Vectorized operations for float arrays or bigarrays of floats

Is there anyone who ever implemented vectorized
operations for float arrays or Bigarray.Array1 of floats?
I guess, via some C code calling specialised “multimedia” CPU instructions.

In some simulation code, translating a molecule is just adding
a small constant to all X values, another constant to Y values, another constant to Z values
(if we have a struct-of-arrays architecture).
So, at some point, I might be interested by such optimizations.

If you have another suggestion (like using the OCaml bindings to BLAS/LAPACK or I don’t know what yet), just let me know.

Thanks,
F.

3 Likes

Translating all atoms at once sounds like it could benefit from array-of-structs and then calling daxpy from BLAS via lacaml? One probably needs to weigh the benefit with potentially more cumbersome access to atoms.

At LexiFi we use 1-dimension bigarrays for most of our numerical code. As far as vectorization is concerned, we mostly use two techniques:

  • We have many small C primitives working on arrays of doubles, eg

    void mlfi_mul(int size, double *src1, double *src2, double *dst) {
       for (int k = 0; k < size; k ++) {
            dst[k] = src1[k] * src2[k];
        }
    }
    

    and then rely on GCC’s auto-vectorizer (enabled when compiling with -O3 or by passing -ftree-vectorize). But note that some vectorizations require specific processor extensions and may fail at runtime if the processor does not support the necessary instructions. At LexiFi we actually compile the same code for several instructions sets and do a runtime check to decide what code to use.
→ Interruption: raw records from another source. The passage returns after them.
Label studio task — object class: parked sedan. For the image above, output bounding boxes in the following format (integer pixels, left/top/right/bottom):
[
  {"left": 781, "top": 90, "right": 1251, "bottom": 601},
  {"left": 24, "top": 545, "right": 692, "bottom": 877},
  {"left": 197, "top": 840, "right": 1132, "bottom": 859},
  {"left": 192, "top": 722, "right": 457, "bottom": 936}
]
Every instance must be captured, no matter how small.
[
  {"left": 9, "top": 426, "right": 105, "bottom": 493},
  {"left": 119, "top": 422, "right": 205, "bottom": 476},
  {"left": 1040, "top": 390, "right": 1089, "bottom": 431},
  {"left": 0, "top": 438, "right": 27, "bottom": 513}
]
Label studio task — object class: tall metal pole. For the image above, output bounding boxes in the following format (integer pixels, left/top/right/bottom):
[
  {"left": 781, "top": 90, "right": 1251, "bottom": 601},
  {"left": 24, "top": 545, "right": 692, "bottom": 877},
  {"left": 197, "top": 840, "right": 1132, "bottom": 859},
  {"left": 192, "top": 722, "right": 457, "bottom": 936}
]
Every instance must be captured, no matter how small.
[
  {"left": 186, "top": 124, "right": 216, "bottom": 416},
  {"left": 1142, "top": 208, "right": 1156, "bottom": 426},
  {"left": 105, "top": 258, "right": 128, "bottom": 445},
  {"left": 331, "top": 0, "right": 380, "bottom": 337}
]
But depending on your needs, you may not have to go through this extra complication and just assume that your target processor implements the necessary instructions.

  • We also wrote bindings for the MKL library which insulates you from the different instruction sets; and my impression (but am not an expert) is that it brings some more advanced optimizations than what you can get naïvely from GCC.

Cheers,
Nicolas

4 Likes

I’ve written a vectorized bitvector library (GitHub - jfeser/bitarray: Fast vectorized bitarrays for OCaml). It uses ISPC to implement the kernels (although gcc does a great job with simple kernels). ISPC deals with the vector instructions, and it can emit code that selects the right kernel at runtime, depending on which instructions are available. Doing something similar with float arrays should be straightforward.

All that said, for the uses you describe, BLAS sounds like the right choice.

1 Like

This sounds like exactly what Owl is for, doesn’t it? It is built on BLAS/LAPACK.

2 Likes

So, even LexiFi people use k++ when they mean ++k ? :wink:

1 Like

Did you release a library exposing such bigarray accelerated operations?
I would be happy to give it a try.

Antoine Mine suggested me to use C code working on bigarrays, as you do, and gcc options
such as -O3, or even -O3 -mtune=native -march=native.
This sounds like a very simple and pragmatic suggestion.

1 Like

Owl is a rather large dependency. I know we have bindings to BLAS/LAPACK due to Markus Mottl, I could use those directly and not require Owl.

MKL is not free, right?

Yes, it is free (including for commercial use), but not open-source.

Cheers,
Nicolas

Owl_base is built exactly for this purpose.

1 Like

I use lacaml, which is easy to use and install, with very few dependencies.
Lacaml can use MKL by setting environment variables when compiling. This worked 2 years ago (but I don’t know if it still works):

export LACAML_LIBS="-L${MKLROOT}/lib/intel64 -Wl,--no-as-needed -lmkl_rt -lpthread -lm -ldl"
opam install lacaml
3 Likes

I had shared some AVX2 intrinsics directly exposed in the library here - bigstringaf/bigstringaf_simd.mli at master · anmolsahoo25/bigstringaf · GitHub

I haven’t used the library in a while + I think it was mentioned that since the function signature has tuples, it would lead to unnecessary allocations. I will probably revisit the library sometime in the future.

1 Like